NifL is an FAD-containing redox sensor which when oxidized binds to NifA and prevents NifA from activating nif gene transcription. In the reduced state NifL is sequestered at the membrane. The oxidation state of nifL is controlled by the activity of the respiratory electron transport chain in the membrane so that when it can no longer keep NifL reduced it is released from the membrane.
During symbiotic fixation by bacteroids in the root nodule regulation by the NtrBC system is overridden so regulation is only determined by oxygen tension and not by nitrogen availability as plants utilize the excess nitrogen produces.
The oxygen concentration of the root nodules is kept very low and so the peribacteroid space contains high concentrations of the protein leghaemoglobin, a heam containing oxygen binding protein. It is used to store and scavenge oxygen.
The fix genes are thus required in the symbiotic state, which encode for the production of heam for leghaemooglobin and also for a cytochromoe c oxidase which has exceedingly high affinity for oxygen.
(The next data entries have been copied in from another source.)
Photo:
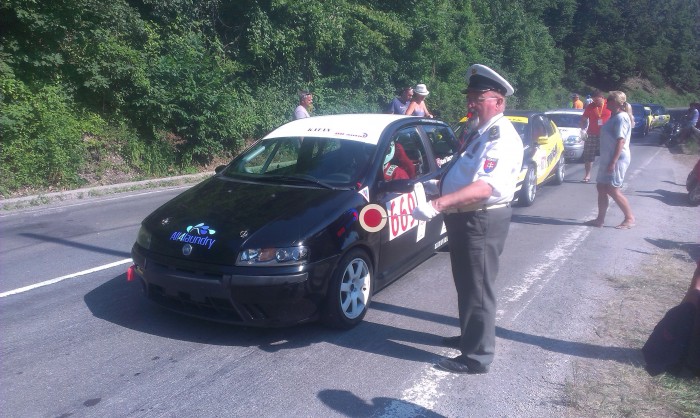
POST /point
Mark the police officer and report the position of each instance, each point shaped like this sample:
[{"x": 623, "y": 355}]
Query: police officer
[{"x": 475, "y": 195}]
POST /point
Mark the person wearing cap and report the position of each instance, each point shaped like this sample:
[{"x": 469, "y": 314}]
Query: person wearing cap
[
  {"x": 306, "y": 100},
  {"x": 417, "y": 106},
  {"x": 578, "y": 104},
  {"x": 400, "y": 103},
  {"x": 475, "y": 194},
  {"x": 594, "y": 116}
]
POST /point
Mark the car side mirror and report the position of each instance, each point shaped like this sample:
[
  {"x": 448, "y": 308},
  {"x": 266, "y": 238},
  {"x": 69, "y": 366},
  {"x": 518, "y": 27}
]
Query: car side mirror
[
  {"x": 396, "y": 186},
  {"x": 542, "y": 140}
]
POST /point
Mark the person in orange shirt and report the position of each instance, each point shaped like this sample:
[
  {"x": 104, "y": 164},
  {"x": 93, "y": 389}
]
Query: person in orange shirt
[
  {"x": 578, "y": 104},
  {"x": 594, "y": 116}
]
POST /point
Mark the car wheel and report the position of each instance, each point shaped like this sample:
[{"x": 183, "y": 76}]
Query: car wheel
[
  {"x": 529, "y": 189},
  {"x": 559, "y": 172},
  {"x": 694, "y": 196},
  {"x": 350, "y": 291}
]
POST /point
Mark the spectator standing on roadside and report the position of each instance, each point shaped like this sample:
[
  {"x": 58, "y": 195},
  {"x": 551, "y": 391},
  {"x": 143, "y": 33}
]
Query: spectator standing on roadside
[
  {"x": 594, "y": 115},
  {"x": 577, "y": 104},
  {"x": 690, "y": 122},
  {"x": 306, "y": 100},
  {"x": 615, "y": 158},
  {"x": 475, "y": 194},
  {"x": 400, "y": 103},
  {"x": 417, "y": 106}
]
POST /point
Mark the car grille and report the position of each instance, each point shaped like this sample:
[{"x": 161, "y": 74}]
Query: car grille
[{"x": 216, "y": 309}]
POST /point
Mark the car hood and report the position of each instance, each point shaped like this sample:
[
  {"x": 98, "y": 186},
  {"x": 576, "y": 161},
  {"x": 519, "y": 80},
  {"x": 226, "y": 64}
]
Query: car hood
[
  {"x": 219, "y": 217},
  {"x": 567, "y": 132}
]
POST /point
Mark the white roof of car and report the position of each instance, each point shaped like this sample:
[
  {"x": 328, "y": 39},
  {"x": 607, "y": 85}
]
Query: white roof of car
[
  {"x": 565, "y": 110},
  {"x": 357, "y": 127}
]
FixLJ is the two component regulatory system whereby heam in a globin like domain of FixL reversibly binds oxygen. The deoxy form of fixL acts as a Fix J kinase and thus signals the transcription of the fix operon. The oxy form acts as a FixJ phosphatase.
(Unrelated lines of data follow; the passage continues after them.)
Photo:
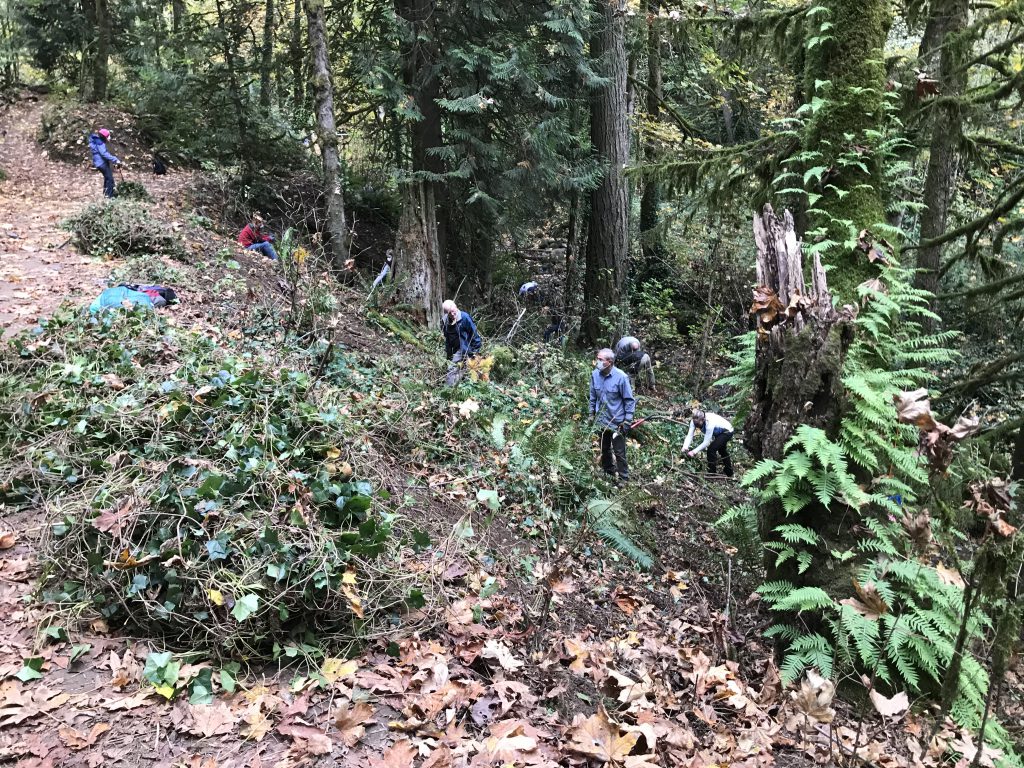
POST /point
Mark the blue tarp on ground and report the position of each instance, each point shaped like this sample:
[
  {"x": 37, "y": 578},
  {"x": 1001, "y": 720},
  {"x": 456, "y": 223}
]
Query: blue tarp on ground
[{"x": 114, "y": 298}]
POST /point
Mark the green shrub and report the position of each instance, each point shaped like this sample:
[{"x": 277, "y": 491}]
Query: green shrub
[
  {"x": 118, "y": 228},
  {"x": 133, "y": 190},
  {"x": 194, "y": 497}
]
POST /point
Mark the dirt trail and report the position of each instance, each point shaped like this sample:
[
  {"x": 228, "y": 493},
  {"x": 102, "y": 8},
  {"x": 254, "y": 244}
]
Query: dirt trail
[{"x": 39, "y": 267}]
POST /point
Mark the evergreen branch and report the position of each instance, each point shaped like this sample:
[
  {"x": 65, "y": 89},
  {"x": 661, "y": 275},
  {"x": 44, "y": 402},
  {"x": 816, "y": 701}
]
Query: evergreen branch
[
  {"x": 685, "y": 126},
  {"x": 988, "y": 288}
]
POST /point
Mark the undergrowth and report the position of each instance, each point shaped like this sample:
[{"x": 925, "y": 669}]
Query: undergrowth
[
  {"x": 121, "y": 228},
  {"x": 194, "y": 496}
]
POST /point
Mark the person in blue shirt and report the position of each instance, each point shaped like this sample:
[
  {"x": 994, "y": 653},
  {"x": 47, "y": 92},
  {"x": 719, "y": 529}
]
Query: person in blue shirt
[
  {"x": 102, "y": 160},
  {"x": 462, "y": 340},
  {"x": 612, "y": 407}
]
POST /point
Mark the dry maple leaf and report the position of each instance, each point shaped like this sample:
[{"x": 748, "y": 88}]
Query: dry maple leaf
[
  {"x": 19, "y": 705},
  {"x": 890, "y": 708},
  {"x": 814, "y": 698},
  {"x": 211, "y": 720},
  {"x": 306, "y": 739},
  {"x": 598, "y": 737},
  {"x": 349, "y": 721},
  {"x": 78, "y": 740},
  {"x": 256, "y": 724},
  {"x": 499, "y": 651},
  {"x": 399, "y": 755}
]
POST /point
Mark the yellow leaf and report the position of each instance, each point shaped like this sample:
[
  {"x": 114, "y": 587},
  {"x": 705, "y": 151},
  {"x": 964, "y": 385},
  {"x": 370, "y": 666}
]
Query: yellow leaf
[
  {"x": 336, "y": 669},
  {"x": 354, "y": 601}
]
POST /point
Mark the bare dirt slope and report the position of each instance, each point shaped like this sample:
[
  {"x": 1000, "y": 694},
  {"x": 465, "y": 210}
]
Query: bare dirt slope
[{"x": 39, "y": 267}]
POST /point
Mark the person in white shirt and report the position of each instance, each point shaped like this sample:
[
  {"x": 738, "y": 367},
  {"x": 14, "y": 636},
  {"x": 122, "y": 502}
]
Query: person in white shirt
[{"x": 717, "y": 431}]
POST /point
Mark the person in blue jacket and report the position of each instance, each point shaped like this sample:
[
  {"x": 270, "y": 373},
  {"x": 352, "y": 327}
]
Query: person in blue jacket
[
  {"x": 462, "y": 340},
  {"x": 612, "y": 408},
  {"x": 102, "y": 160}
]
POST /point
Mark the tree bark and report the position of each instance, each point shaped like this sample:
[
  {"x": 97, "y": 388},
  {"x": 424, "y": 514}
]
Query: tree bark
[
  {"x": 177, "y": 14},
  {"x": 99, "y": 67},
  {"x": 651, "y": 241},
  {"x": 847, "y": 72},
  {"x": 227, "y": 49},
  {"x": 798, "y": 377},
  {"x": 950, "y": 16},
  {"x": 336, "y": 232},
  {"x": 420, "y": 247},
  {"x": 296, "y": 55},
  {"x": 607, "y": 235},
  {"x": 266, "y": 56}
]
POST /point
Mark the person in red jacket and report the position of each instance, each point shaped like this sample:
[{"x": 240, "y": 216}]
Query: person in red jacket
[{"x": 252, "y": 238}]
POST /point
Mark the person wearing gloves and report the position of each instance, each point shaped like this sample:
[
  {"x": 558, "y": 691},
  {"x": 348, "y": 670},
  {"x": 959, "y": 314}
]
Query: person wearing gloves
[
  {"x": 717, "y": 432},
  {"x": 102, "y": 161},
  {"x": 252, "y": 238},
  {"x": 385, "y": 270},
  {"x": 611, "y": 407},
  {"x": 462, "y": 340},
  {"x": 633, "y": 359}
]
Most bacteria can also use nitrate as a nitrogen source. The nitrate and nitrite reductase involved in this process are cytoplasmic enzymes, distinct from those participating in the respiratory process of denitrification.
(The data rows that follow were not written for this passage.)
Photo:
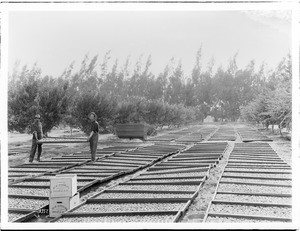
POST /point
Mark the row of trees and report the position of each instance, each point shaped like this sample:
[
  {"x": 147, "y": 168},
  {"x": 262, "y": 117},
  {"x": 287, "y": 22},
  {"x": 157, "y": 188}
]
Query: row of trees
[
  {"x": 119, "y": 95},
  {"x": 273, "y": 105}
]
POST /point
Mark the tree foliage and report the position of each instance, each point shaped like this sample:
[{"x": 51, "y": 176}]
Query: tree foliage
[{"x": 171, "y": 98}]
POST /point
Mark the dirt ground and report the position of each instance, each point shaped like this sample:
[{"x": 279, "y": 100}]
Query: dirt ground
[{"x": 198, "y": 207}]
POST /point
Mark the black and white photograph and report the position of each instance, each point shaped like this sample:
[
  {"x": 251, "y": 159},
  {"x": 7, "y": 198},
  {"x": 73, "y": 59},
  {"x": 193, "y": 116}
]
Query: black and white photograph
[{"x": 160, "y": 114}]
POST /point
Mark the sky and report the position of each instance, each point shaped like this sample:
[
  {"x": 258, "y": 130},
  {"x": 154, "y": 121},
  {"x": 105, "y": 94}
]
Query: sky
[{"x": 54, "y": 39}]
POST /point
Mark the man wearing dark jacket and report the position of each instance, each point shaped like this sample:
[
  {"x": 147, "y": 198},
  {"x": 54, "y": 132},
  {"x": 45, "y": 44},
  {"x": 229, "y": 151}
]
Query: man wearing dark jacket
[
  {"x": 37, "y": 132},
  {"x": 93, "y": 137}
]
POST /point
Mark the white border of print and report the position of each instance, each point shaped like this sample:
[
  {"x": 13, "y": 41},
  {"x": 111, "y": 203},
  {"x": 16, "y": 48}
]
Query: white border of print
[{"x": 126, "y": 6}]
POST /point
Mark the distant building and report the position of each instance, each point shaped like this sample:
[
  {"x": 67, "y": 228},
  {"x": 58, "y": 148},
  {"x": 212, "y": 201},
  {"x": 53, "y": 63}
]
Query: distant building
[{"x": 209, "y": 119}]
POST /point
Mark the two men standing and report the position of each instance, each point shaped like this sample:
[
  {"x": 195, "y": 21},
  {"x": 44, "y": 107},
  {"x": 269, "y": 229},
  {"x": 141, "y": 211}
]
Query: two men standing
[{"x": 37, "y": 132}]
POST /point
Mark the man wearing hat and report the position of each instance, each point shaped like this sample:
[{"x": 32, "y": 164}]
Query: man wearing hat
[
  {"x": 93, "y": 137},
  {"x": 37, "y": 132}
]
NO3- + 2H+ + 2e- NO2 + H2O nitrate reductase
NO2- + 8H+ + 6e- NH4+ + 2H2O nitrite reductase
Expression of nas operon encoding these enzymes is also NtrC/σ54 regulated as mentioned. nas is also nitrate and nitrite regulated. Nitrate is not used as a source when ammonium levels are high saving the cell providing low potential reductants or additional enzymes. In such bacteriods sym plasmids carry the nif, nod and fix genes (where nod genes are required for the nodule production and maintenance.)
Many cyanobacteria are capable of nitrogen fixation, and in some cases this occurs in highly developed cells termed heterocysts that differentiate from the vegetative cell filaments. Both nitrogen fixation and heterocyst development are also subject to ammonium repression.
There is evidence for ntr analogous systems in bacreria other than those mentioned. There is however, little evidence of a classical ntr system in grampositive bacteria, nor is there any suggestion of an alternative global regulatory system that characterizes this group.
To summerise nitrogen metabolism is imperative for life providing the necessary constituents of living tissue. It is highly regulated to prevent utilization of excess energy, through various systems, with the ntr system being the most common.